Some new allegations, especially a hint that commissioner Randy Dallke somehow managed to derive personal benefit from a conditional use permit, are cruel and defamatory attempts to delay the project by slinging mud on it and everyone associated with it.
Others are based on weird science — fake news from social media, as easily disproved as the notion that immunizations cause autism.
The only thing the latest lawsuit will accomplish is the enrichment of a legion of out-of-county lawyers hired by both the county and wind farm opponents to argue over repeated attempts to take a political matter out of the hands of voters’ elected representatives and throw it into the courts.
Most wind farm opponents hated it when such issues as marriage, abortion, and reproductive rights became court cases instead of issues voters and their representative could resolve. Why they now love this option is as confusing as how a person can be both pro-life and pro-death penalty. Both are valid positions, just not at the same time.
If the whole point is to delay until after this fall’s elections, the strategy is fatally flawed. A conditional use permit cannot be rescinded unless its terms are not met.
It’s one thing to consider canceling a permit because the permit holder hasn’t followed the rules and another thing altogether to change the rules before they have had a chance to be followed.
Even voting to reconsider the permit would require, under Robert’s Rules, that someone who voted for the permit make the motion to reconsider it.
Stacking an enlarged county commission with wind farm opponents would accomplish nothing. Worse yet, it would leave us with a commission filled with zealots about one particular past issue, not a commission looking to the future and new issues yet to arrive.
At the center of much of this turmoil is commissioner Dianne Novak, frequently seen after commission meetings huddling in hushed tones with wind farm opponents. Many of the points made in the latest suit are points she already has brought before the commission without success.
This is supposed to be a “green” project — “green” in that it will provide a renewable energy source and “green” in that it will put some needed money into the pockets of a large number of area farmers as well as public coffers.
Continued lawsuits are draining whatever windfall public coffers might stand to gain and are demonstrating the worst of another sort of “green” — the “green with envy” that appears to be motivating opponents concerned that they will have to look at windmills without getting any of the profit from them.
Money that would have gone to the county and other taxing units could have been their reward, but because of their lawsuits it will end up finding its way instead into the already overstuffed pockets of high-priced, out-of-county lawyers.

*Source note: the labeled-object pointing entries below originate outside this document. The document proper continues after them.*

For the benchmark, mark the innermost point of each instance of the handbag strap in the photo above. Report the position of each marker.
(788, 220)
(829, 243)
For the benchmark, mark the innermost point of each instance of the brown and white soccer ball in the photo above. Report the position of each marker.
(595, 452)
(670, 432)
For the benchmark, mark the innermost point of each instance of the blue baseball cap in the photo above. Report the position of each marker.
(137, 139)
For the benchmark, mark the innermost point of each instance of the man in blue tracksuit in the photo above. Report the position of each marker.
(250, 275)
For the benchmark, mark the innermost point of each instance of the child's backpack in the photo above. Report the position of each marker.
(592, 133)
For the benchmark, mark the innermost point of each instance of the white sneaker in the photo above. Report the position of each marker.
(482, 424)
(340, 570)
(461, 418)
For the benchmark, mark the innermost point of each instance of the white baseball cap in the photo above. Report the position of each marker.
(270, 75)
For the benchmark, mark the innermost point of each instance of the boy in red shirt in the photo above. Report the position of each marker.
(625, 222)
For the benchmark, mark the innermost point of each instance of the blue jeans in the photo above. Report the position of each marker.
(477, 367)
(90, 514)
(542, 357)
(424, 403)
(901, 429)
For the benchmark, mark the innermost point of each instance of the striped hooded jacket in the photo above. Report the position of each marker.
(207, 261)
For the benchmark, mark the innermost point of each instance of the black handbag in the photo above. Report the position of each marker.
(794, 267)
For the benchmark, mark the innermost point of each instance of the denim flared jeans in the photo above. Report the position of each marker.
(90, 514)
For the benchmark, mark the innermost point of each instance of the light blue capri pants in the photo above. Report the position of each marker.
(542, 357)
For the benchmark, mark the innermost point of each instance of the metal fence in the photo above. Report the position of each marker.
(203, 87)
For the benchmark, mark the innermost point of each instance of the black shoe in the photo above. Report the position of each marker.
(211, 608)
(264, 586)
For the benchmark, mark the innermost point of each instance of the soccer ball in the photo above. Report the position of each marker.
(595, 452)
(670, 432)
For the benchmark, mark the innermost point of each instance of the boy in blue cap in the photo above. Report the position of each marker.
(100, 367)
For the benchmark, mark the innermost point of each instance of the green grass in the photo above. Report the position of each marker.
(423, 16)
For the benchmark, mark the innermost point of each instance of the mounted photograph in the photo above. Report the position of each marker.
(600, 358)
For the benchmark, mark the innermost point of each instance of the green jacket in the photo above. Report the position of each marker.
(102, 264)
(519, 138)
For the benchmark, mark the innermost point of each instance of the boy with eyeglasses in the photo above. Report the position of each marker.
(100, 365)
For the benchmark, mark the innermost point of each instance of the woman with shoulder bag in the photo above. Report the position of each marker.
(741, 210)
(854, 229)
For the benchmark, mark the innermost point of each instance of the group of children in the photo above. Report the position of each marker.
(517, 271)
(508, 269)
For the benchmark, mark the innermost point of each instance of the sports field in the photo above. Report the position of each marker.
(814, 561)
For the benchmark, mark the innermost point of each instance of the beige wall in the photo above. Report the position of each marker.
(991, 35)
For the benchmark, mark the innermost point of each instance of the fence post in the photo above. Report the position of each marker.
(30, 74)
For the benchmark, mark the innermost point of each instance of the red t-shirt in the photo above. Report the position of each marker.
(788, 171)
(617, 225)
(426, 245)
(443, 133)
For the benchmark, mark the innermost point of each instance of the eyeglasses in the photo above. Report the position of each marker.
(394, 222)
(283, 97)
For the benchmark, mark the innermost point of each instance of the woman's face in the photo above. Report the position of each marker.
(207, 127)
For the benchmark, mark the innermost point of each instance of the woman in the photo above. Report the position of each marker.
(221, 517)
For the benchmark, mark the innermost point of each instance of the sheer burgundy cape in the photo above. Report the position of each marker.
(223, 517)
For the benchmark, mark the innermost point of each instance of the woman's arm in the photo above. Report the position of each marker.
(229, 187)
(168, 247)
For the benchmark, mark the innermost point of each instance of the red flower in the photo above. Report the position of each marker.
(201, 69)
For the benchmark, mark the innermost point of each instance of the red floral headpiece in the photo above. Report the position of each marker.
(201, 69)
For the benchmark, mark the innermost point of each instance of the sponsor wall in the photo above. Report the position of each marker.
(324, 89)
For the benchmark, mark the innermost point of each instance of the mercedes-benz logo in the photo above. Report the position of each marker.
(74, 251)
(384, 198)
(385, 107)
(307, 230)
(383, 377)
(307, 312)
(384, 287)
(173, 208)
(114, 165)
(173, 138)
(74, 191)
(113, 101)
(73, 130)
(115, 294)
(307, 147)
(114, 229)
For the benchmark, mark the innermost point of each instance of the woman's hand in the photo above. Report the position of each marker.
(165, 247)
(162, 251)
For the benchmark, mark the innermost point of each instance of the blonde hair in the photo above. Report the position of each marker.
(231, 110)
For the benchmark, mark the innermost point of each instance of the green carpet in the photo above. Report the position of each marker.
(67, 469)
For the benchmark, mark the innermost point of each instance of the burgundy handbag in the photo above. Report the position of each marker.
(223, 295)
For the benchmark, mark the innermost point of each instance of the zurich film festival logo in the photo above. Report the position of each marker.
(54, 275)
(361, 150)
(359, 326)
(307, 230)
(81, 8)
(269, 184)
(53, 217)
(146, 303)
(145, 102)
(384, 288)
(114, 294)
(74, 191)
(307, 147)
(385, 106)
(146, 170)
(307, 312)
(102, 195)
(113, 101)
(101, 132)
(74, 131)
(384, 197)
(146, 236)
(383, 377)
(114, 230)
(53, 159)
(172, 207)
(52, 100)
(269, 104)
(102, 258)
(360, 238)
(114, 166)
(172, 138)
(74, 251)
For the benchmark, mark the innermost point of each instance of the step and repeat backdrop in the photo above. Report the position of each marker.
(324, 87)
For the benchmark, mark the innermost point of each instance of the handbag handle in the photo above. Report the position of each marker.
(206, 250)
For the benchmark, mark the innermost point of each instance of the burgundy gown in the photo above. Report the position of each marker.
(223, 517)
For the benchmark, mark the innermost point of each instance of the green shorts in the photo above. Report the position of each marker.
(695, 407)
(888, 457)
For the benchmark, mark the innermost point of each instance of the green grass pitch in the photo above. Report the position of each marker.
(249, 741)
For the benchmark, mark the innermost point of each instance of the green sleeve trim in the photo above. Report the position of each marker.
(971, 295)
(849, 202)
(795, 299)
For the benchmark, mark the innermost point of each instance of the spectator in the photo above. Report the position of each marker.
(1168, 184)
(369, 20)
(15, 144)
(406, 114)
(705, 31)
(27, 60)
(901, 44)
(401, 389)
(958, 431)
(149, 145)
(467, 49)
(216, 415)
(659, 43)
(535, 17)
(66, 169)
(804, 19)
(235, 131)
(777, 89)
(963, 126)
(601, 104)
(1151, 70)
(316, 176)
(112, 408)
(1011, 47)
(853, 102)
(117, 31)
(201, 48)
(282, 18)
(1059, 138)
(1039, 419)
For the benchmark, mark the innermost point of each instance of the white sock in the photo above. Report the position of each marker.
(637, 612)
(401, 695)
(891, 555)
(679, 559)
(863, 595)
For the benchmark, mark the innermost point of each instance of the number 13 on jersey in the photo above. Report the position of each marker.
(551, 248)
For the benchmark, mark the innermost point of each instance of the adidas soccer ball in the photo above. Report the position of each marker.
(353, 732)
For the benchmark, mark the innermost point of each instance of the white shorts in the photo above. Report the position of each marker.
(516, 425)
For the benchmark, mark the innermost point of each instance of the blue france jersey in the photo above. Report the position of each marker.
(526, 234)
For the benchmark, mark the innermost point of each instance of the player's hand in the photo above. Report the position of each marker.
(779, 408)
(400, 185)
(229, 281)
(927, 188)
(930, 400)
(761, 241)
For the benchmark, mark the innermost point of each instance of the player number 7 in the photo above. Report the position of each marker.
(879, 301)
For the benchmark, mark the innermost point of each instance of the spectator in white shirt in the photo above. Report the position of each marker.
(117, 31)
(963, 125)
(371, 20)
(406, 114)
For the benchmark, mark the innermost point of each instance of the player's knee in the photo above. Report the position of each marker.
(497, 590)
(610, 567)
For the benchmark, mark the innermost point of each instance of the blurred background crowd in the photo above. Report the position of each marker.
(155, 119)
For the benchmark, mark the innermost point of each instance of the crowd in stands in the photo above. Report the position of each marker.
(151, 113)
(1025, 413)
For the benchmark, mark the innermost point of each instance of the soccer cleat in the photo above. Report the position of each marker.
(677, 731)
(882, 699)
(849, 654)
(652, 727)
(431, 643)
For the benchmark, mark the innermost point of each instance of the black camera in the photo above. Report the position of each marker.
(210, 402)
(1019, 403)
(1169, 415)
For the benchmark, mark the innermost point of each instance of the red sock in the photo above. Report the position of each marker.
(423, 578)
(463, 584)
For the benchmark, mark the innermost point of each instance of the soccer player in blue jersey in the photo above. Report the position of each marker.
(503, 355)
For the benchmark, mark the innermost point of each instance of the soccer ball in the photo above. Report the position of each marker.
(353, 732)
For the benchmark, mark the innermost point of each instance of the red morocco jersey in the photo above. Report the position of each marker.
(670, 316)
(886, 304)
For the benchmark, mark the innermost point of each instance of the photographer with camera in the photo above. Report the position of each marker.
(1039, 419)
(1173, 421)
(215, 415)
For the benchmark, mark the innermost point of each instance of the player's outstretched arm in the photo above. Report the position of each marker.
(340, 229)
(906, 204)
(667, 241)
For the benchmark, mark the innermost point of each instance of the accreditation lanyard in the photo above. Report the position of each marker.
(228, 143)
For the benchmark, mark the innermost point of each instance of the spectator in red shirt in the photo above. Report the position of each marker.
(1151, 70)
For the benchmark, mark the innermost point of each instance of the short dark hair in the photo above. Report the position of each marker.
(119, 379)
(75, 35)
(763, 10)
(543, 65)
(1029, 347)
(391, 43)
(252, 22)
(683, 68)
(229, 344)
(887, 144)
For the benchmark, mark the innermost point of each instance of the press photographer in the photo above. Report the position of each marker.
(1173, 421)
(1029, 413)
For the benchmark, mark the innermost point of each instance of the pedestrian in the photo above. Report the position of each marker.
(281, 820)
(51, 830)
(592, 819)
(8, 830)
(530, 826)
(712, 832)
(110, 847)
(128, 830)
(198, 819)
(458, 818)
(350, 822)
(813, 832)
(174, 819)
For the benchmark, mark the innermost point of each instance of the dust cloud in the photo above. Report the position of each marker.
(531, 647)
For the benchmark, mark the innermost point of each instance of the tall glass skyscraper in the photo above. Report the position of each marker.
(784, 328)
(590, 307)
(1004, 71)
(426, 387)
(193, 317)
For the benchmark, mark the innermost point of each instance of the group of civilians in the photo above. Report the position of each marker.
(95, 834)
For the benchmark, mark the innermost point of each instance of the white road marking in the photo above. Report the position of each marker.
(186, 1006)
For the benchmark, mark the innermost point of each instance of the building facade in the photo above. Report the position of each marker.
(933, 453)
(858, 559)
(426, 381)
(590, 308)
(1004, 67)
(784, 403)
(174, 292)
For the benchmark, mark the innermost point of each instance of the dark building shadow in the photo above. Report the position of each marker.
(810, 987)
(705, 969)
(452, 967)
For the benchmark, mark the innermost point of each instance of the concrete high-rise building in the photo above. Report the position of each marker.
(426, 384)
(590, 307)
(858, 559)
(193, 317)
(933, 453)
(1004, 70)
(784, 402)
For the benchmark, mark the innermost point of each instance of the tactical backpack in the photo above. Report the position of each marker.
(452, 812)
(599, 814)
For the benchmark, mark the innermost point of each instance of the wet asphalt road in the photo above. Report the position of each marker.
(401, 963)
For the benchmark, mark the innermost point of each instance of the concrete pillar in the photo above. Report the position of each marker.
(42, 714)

It isn’t bad sportsmanship to boo the latest suit. It’s actually good citizenship. The decision has been made. Now it’s time to make the best of it, not to be conned by nigh-on shysters into turning this all into a meaningless and costly endgame.
Equally as disconcerting, anti-wind sentiment now seems to be spreading to the existing Diamond Vista northern wind farm, which the county now wants to be responsible for weather damage to roads the wind farm already had repaired.
Is it any wonder businesses don’t want to locate in Marion County?